原文链接
版本
使用6.2.4
sds.h sds.c
内存对齐
__attribute__((__packed__))
可以让编译器对结构体不进行内存对齐,详细参考
#include <stdint.h>
#include <stdio.h>
struct __attribute__((__packed__)) sdshdr64 {
uint64_t len; /* used */
uint64_t alloc; /* excluding the header and null terminator */
unsigned char flags; /* 3 lsb of type, 5 unused bits */
char buf[];
};
struct _sdshdr64 {
uint64_t len; /* used */
uint64_t alloc; /* excluding the header and null terminator */
unsigned char flags; /* 3 lsb of type, 5 unused bits */
char buf[];
};
int main() {
printf("packed: %d\n", sizeof(struct sdshdr64));
printf("nopacked: %d\n", sizeof(struct _sdshdr64));
}
/*
gcc a.c -o a && ./a
packed: 17
nopacked: 24
*/
宏#\
##后标识的字符串会被替换,然后其左右的内容加上自己会被合并到一起,编译器将其视为标识符进行解析,详细参考
sds.h 源码
sds
可以被简单的认为是一个 char*
typedef char *sds;
接下来是5种 sds
他们是sdshdr5
, sdshdr8
, sdshdr16
, sdshdr32
, sdshdr64
, 分别可以储存长度为$2^5$, $2^8$, $2^{16}$, $2^{32}$, $2^{64}$ 的字符串。
__attribute__ ((__packed__))
是编译器指令,可以取消内存对齐,让内存紧凑排列,这部分首先看后四个结构体,他们的内存结构定义几乎一摸一样。
len: 字符串的长度
alloc: 分配的空间大小
flags: 字符串的类型(5种),所以只有最低的三位有意义,高5位不做使用。
buf: 字符串的实际内容
对于sdshdr5
,他比较特殊,实际上他的len和alloc一定相等,并储存于flags的高5位上,借此实现了内存压缩。
/* Note: sdshdr5 is never used, we just access the flags byte directly.

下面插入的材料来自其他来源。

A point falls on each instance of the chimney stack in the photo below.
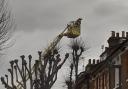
(93, 61)
(117, 34)
(113, 34)
(123, 33)
(97, 61)
(89, 61)
(126, 34)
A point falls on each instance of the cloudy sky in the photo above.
(40, 21)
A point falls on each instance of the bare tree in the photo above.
(78, 47)
(6, 23)
(45, 72)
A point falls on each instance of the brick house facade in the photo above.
(111, 71)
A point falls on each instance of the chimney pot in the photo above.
(123, 33)
(117, 34)
(113, 34)
(89, 61)
(97, 61)
(127, 34)
(93, 61)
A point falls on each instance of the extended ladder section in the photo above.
(71, 31)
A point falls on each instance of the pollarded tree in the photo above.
(78, 47)
(43, 77)
(6, 23)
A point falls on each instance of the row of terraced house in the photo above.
(111, 70)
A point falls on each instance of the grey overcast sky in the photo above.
(40, 21)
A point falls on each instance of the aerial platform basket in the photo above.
(73, 29)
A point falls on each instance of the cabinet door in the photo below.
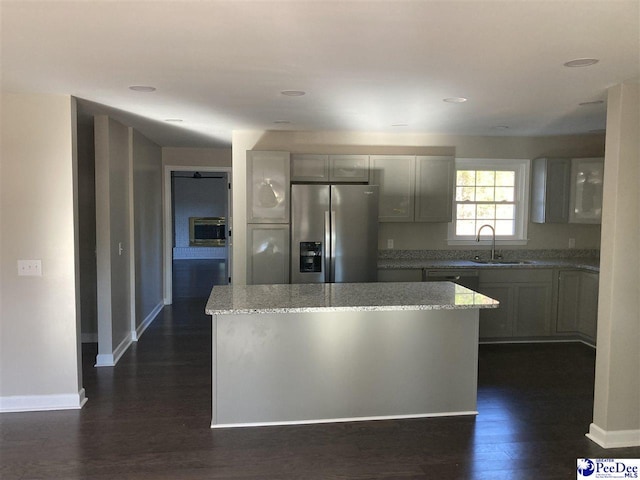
(586, 190)
(434, 189)
(588, 304)
(268, 187)
(550, 190)
(395, 176)
(568, 294)
(267, 254)
(349, 168)
(533, 309)
(497, 322)
(400, 275)
(310, 168)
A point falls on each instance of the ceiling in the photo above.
(375, 66)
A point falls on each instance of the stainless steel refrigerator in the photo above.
(334, 233)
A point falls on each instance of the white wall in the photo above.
(415, 236)
(616, 415)
(113, 239)
(147, 230)
(40, 361)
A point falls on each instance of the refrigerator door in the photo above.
(354, 218)
(310, 213)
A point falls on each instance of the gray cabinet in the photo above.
(550, 190)
(309, 168)
(400, 275)
(348, 168)
(329, 168)
(268, 186)
(525, 297)
(434, 189)
(395, 174)
(587, 175)
(414, 189)
(578, 303)
(268, 254)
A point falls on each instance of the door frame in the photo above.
(168, 221)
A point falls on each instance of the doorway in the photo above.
(197, 230)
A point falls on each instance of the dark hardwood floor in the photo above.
(148, 418)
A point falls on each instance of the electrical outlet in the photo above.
(32, 268)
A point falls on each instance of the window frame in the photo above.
(522, 169)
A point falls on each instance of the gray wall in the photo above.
(40, 363)
(147, 228)
(113, 236)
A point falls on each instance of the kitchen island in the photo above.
(310, 353)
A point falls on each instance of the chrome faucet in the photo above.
(493, 240)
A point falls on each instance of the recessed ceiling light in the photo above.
(581, 62)
(142, 88)
(454, 100)
(293, 93)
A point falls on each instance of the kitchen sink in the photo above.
(503, 262)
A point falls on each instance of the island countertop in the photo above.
(327, 297)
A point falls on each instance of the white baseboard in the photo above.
(39, 403)
(110, 359)
(614, 438)
(89, 337)
(341, 420)
(137, 333)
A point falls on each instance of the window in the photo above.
(490, 192)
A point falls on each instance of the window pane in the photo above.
(505, 212)
(465, 194)
(484, 194)
(485, 178)
(466, 178)
(465, 227)
(466, 212)
(505, 179)
(504, 227)
(486, 212)
(504, 194)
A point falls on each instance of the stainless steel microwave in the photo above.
(207, 231)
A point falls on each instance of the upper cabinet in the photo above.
(550, 189)
(395, 174)
(268, 185)
(586, 190)
(348, 168)
(329, 168)
(434, 188)
(566, 190)
(412, 188)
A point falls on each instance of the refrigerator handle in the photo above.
(327, 247)
(332, 252)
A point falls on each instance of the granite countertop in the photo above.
(588, 264)
(327, 297)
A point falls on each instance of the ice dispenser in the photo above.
(310, 257)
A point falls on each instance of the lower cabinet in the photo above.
(525, 296)
(577, 303)
(267, 253)
(400, 275)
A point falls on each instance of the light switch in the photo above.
(31, 268)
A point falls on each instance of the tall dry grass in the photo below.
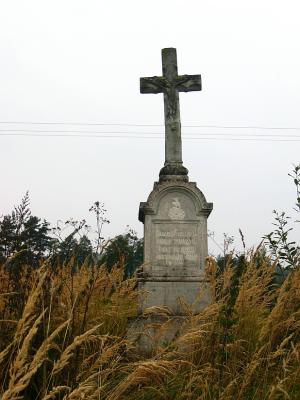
(63, 336)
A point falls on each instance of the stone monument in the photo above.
(175, 214)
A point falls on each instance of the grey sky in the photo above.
(80, 61)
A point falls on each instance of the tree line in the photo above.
(26, 239)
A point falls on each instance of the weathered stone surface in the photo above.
(175, 225)
(175, 237)
(170, 84)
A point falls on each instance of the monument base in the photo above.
(182, 296)
(152, 332)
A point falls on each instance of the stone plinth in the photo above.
(175, 247)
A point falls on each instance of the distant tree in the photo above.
(72, 248)
(23, 233)
(127, 246)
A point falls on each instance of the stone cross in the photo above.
(170, 84)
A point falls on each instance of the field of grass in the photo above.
(63, 335)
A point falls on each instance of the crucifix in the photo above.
(170, 84)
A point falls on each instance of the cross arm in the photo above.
(188, 83)
(153, 84)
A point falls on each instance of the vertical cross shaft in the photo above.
(173, 145)
(170, 84)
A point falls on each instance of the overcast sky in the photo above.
(80, 62)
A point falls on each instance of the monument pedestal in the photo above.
(175, 249)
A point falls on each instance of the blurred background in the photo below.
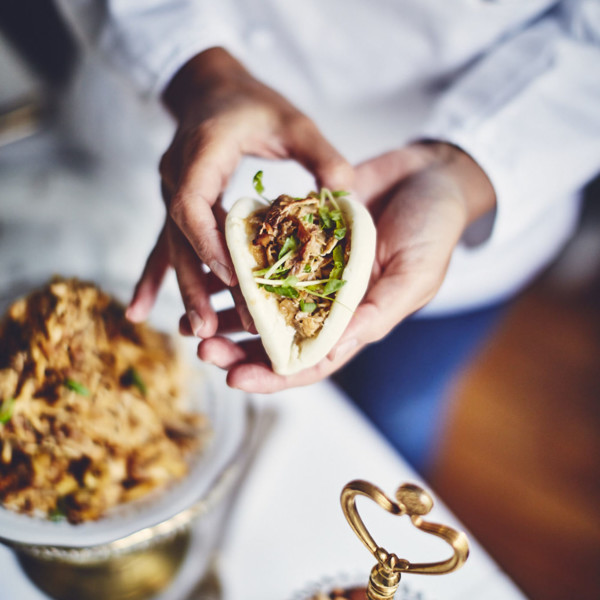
(519, 461)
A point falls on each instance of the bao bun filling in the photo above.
(301, 246)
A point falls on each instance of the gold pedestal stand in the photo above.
(413, 501)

* However is here to document the layout of type 5 SDS strings. */
struct __attribute__ ((__packed__)) sdshdr5 {
unsigned char flags; /* 3 lsb of type, and 5 msb of string length */
char buf[];
};
struct __attribute__ ((__packed__)) sdshdr8 {
uint8_t len; /* used */
uint8_t alloc; /* excluding the header and null terminator */
unsigned char flags; /* 3 lsb of type, 5 unused bits */
char buf[];
};
struct __attribute__ ((__packed__)) sdshdr16 {
uint16_t len; /* used */
uint16_t alloc; /* excluding the header and null terminator */
unsigned char flags; /* 3 lsb of type, 5 unused bits */
char buf[];
};
struct __attribute__ ((__packed__)) sdshdr32 {
uint32_t len; /* used */
uint32_t alloc; /* excluding the header and null terminator */
unsigned char flags; /* 3 lsb of type, 5 unused bits */
char buf[];
};
struct __attribute__ ((__packed__)) sdshdr64 {
uint64_t len; /* used */
uint64_t alloc; /* excluding the header and null terminator */
unsigned char flags; /* 3 lsb of type, 5 unused bits */
char buf[];
};
sds 把字符串的内容,以及他的元信息(字符串类型、字符串长度、字符串分配的空间)储存在了一起,让内存排列更加紧致。
adlist.c adlist.h
很普通的链表,并没有什么很特殊的地方,注意listIter
的direction
是迭代器的方向。
typedef struct listNode {
struct listNode *prev;
struct listNode *next;
void *value;
} listNode;
typedef struct listIter {
listNode *next;
int direction;
} listIter;
typedef struct list {
listNode *head;
listNode *tail;
void *(*dup)(void *ptr);
void (*free)(void *ptr);
int (*match)(void *ptr, void *key);
unsigned long len;
} list;
mt19937-64.c mt19937-64.h
梅森素数
在OEIS上,梅森素数有这些, 维基百科上也有说明, 我们需要注意到的是$2^{19937}-1$是一个梅森素数
线性反馈移位寄存器
线性反馈移位寄存器(Linear Feedback Shifting Register,简称 LFSR)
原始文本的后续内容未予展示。